Опубликовано в журнале Отечественные записки, номер 3, 2005
Старость — это не только биологическая, но и социальная категория; в разных культурах образ старости конструируется и осмысляется по-разному. В этом смысле крестьянские представления о старости, насколько можно судить по этнографическим материалам XIX–XX веков, весьма сильно отличаются от представлений, отражаемых в нормах и ценностях современной нам городской культуры. В крестьянской традиции отношение к старости было более отстраненным и, на взгляд сегодняшнего горожанина, довольно равнодушным. Такое отношение было обусловлено определенными социальными и культурными факторами.
Устойчивой возрастной границы наступления старости крестьянская традиция не выделяла, хотя, как правило, стариками и старухами считали людей, достигших пятидесятилетнего возраста. «В Западной Сибири термин “старики” мог применяться к людям, достигшим 45–50 лет: если крестьянин женил старшего сына, он уже считал себя “стариком” и отделялся со “старухой” в особой комнате (“иногда от такого крестьянина рождалось еще пять детей”). В категорию же “престарелых” входили люди уже действительно старые, хотя это название перекрывало термин “старик”. <…> Большое влияние на норму стариковского возраста оказывал тягловый срок: к его окончанию “подгонялись” традиционные представления о физиологических изменениях, выражавшихся в двух основных признаках — невозможность иметь детей и утеря трудоспособности. <…> В других районах податная способность не влияла на традиционные представления о возрасте: пожилые еще были вполне трудоспособными, но им уже было отказано в деторождении — либо потому, что с 50 лет считалось “грехом” рожать детей (и даже спать вместе), либо потому, что все их дети вступили в брак»[1].
Таким образом, для крестьян маркером наступления старости зачастую была утрата человеком репродуктивных способностей и полноценности — как в физиологическом, так и в социально-экономическом отношении. Это подчеркивалось и особенностями костюма стариков и старух. «Старики, как правило, носили темную или белую одежду, не имели права на новое платье и взрослый покрой; обычно они донашивали свою или чужую старую одежду или им изготавливали из старой материи платье стариковского покроя, нередко напоминавшее балахон. Старики редко имели штаны (ходили в подштанниках), старухи вместо рубах и сарафанов носили глухую одежду типа сарафана без лямок или передники с рукавами… <…> В целом стариковская одежда приближалась к детской по це лому ряду признаков: практическое отсутствие половых различий, запрет на новое платье даже в праздники, отсутствие каких бы то ни было украшений, необязательность штанов (для мужчин) и даже перепоясывания и т. д.»[2].

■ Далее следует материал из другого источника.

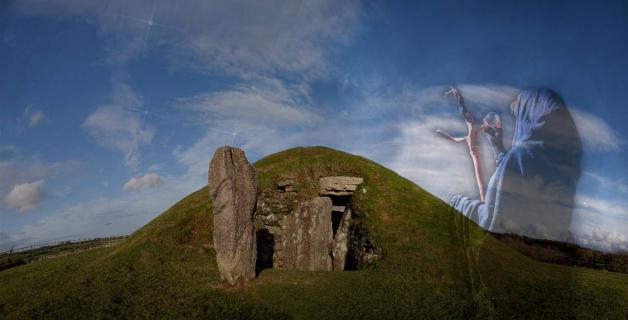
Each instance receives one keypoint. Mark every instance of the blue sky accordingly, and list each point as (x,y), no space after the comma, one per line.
(110,110)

Если наступление совершеннолетия обычно описывалось в крестьянских диалектах при помощи выражения «войти в года/лета», то о старике говорили, что он «вышел из лет» или что его «веки» (года) «изнемогают» (истощаются, кончаются). По-видимому, эти и подобные им выражения отражают традиционное представление о том, что каждому взрослому человеку положено определенное количество лет, ограниченный временной континуум, отпущенный на полноценную социальную жизнь и исчерпывающийся с наступлением старости. Более того, судя по всему, в крестьянской культуре существовали представления о том, что этот континуум принадлежит не отдельным людям, а социальным коллективам — семье, деревенской общине либо всему человечеству в целом. Отсюда выражение «чужой век заедать/заживать», подразумевающее, что «зажившийся на этом свете» старик несправедливо пользуется годами, принадлежащими другим людям.

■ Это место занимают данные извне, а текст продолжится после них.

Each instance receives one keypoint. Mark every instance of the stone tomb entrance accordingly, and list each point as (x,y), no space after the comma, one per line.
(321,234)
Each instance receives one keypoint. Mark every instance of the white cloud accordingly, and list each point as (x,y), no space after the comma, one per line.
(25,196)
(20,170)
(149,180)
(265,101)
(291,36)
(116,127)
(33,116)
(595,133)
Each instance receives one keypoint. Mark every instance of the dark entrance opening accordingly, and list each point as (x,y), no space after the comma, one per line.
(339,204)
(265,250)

Вероятно, эта идея представляет собой частное проявление характерной для аграрных обществ концепции «ограниченного блага» (limited good), некогда описанной и проанализированной американским антропологом Джорджем Фостером. Согласно Фостеру, крестьянская культура воспринимает любые блага и ценности (экономические, социальные, культурные) как замкнутую систему — своего рода ограниченный ресурс. Поэтому любой дисбаланс в дистрибуции блага воспринимается членами крестьянской общины как процветание одних за счет других, как ситуация, требующая перераспределения ценностей[3]. Следуя теории ограниченного блага, можно утверждать, что в русской деревне «зажившиеся» старики и старухи воспринимались как люди, несправедливо присваивающие чужую жизненную потенцию. Вероятно, именно такие представления стимулировали появление легенд о ритуальном убийстве стариков и «душиловой вере» — якобы существовавшем особенном старообрядческом согласии, чьи последователи умерщвляли старых и больных людей[4]. Разумеется, подобные легенды не имеют отношения к действительности и входят в обширный круг историй о ритуальных убийствах, приписываемых представителями той или иной конфессиональной либо этнической группы «чужим» религиям и культурам. Вместе с тем, они показательны в качестве отражения идеи о том, что крестьянин-долгожитель вредит другим людям и должен поскорее умереть.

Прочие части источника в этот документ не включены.